Mind Your Salt Intake
A touch of salt can add flavor to your food, but studies show that high-sodium foods can actually lead to osteoporosis. When your body flushes out excess salt, it takes valuable calcium away with it. To help retain bone-enriching calcium, avoid a diet containing overly salty foods like:
• Processed deli meat
• Canned or frozen foods
• Sauces and marinades
Even heart-healthy foods like cottage cheese and some breakfast cereals may have added sodium, so always read the nutrition label to ensure healthy eating.
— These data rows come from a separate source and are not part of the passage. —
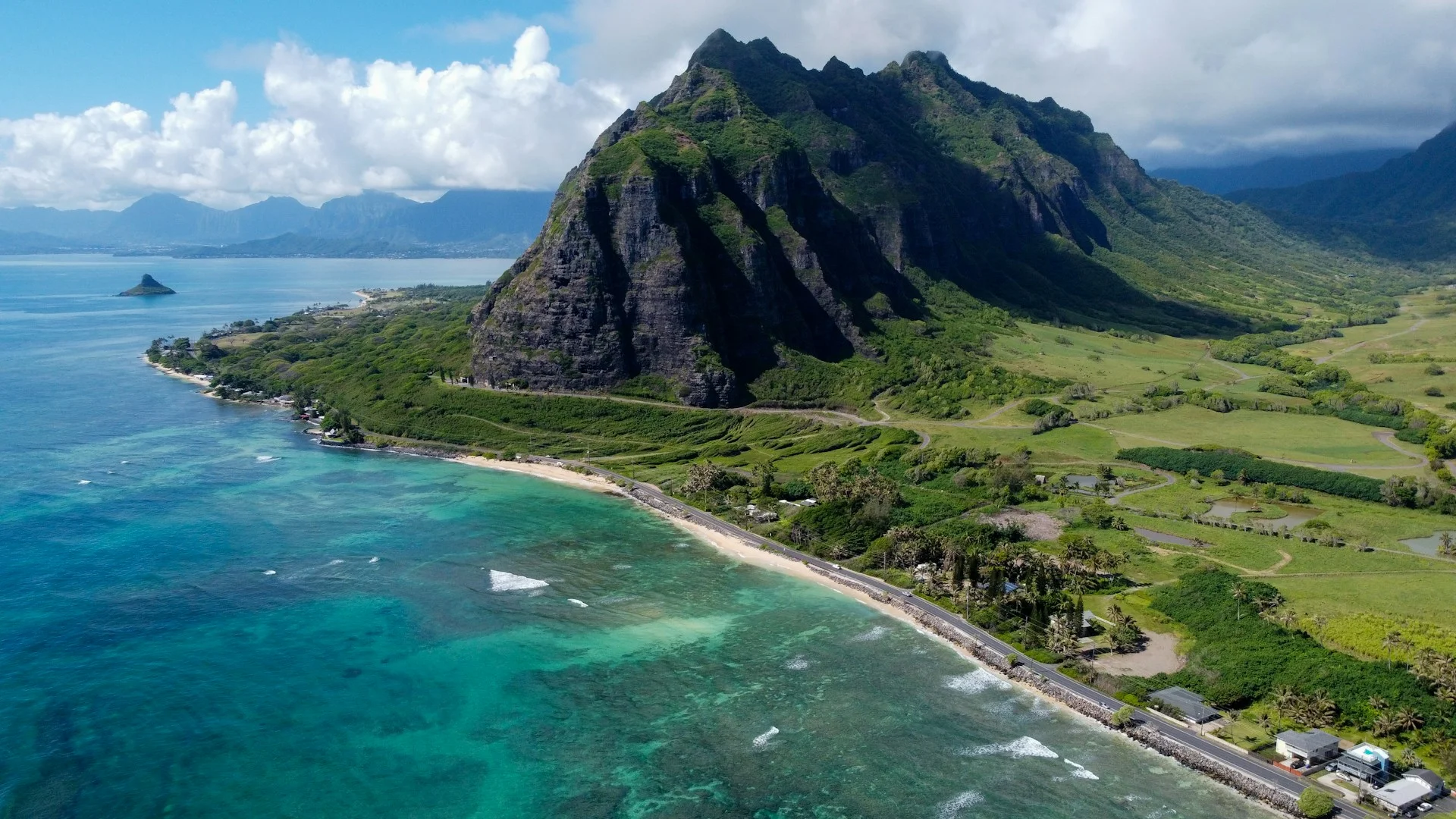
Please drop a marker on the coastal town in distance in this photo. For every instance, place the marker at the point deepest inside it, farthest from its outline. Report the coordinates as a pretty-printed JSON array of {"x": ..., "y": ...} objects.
[{"x": 587, "y": 410}]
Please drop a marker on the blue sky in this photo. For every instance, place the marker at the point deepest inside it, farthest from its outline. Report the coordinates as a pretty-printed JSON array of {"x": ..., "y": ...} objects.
[
  {"x": 69, "y": 55},
  {"x": 229, "y": 102}
]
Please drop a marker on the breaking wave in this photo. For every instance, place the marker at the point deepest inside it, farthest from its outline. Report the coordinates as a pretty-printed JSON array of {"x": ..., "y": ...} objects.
[
  {"x": 976, "y": 682},
  {"x": 507, "y": 582},
  {"x": 951, "y": 808},
  {"x": 1017, "y": 749}
]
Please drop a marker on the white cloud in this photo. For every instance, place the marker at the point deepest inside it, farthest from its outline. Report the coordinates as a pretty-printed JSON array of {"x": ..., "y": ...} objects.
[
  {"x": 1172, "y": 80},
  {"x": 1169, "y": 79},
  {"x": 338, "y": 127}
]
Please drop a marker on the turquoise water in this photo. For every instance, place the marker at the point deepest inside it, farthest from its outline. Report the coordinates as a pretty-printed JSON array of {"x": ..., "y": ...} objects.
[{"x": 201, "y": 614}]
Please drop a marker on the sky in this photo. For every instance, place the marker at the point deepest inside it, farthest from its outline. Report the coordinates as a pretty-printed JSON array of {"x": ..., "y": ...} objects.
[{"x": 229, "y": 102}]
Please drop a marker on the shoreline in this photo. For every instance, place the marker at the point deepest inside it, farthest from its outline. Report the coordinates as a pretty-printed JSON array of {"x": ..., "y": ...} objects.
[{"x": 1021, "y": 678}]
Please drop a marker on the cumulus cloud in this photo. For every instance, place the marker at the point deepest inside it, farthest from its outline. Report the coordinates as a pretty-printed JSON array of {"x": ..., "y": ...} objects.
[
  {"x": 1172, "y": 80},
  {"x": 1169, "y": 79},
  {"x": 338, "y": 127}
]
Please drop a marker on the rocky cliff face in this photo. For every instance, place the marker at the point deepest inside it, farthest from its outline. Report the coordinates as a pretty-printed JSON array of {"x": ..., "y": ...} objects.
[
  {"x": 667, "y": 261},
  {"x": 759, "y": 212}
]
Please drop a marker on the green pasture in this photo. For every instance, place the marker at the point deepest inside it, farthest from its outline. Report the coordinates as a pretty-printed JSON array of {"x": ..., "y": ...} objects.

When in doubt, try keeping to 2,300 milligrams of sodium in your diet per day.
Stay Away from Soda
You may rely on sugary sodas for that afternoon pick me up, but your daily cola habit has damaging phosphoric acid and caffeine that can spell trouble for your bone health. Some studies show that phosphoric acid may leach calcium from the bones, and the added caffeine in soda can also contribute to calcium loss. This is especially true for women, who are already at a higher risk of developing osteoporosis. Swapping calcium-rich drinks like milk for soda could also increase your risk of bone injury. If you already have osteoporosis, the National Osteoporosis Foundation recommends limiting cola consumption to five per week or less.
Watch Out for Antacids
Many people take over-the-counter and prescription medications for heartburn and acid reflux, but the Food and Drug Administration says that high doses of these medications taken over long periods of time may be linked to a higher risk of bone fracture. Specifically, proton-pump inhibitors like Nexium, Prevacid, and Prilosec used for long-lasting reduction of stomach acid may be particularly damaging. Additionally, antacids with aluminum may also reduce calcium levels, making your bones more brittle. Talk to your doctor if you have gastroesophageal reflux disease or other digestive diseases that may impact your bone health.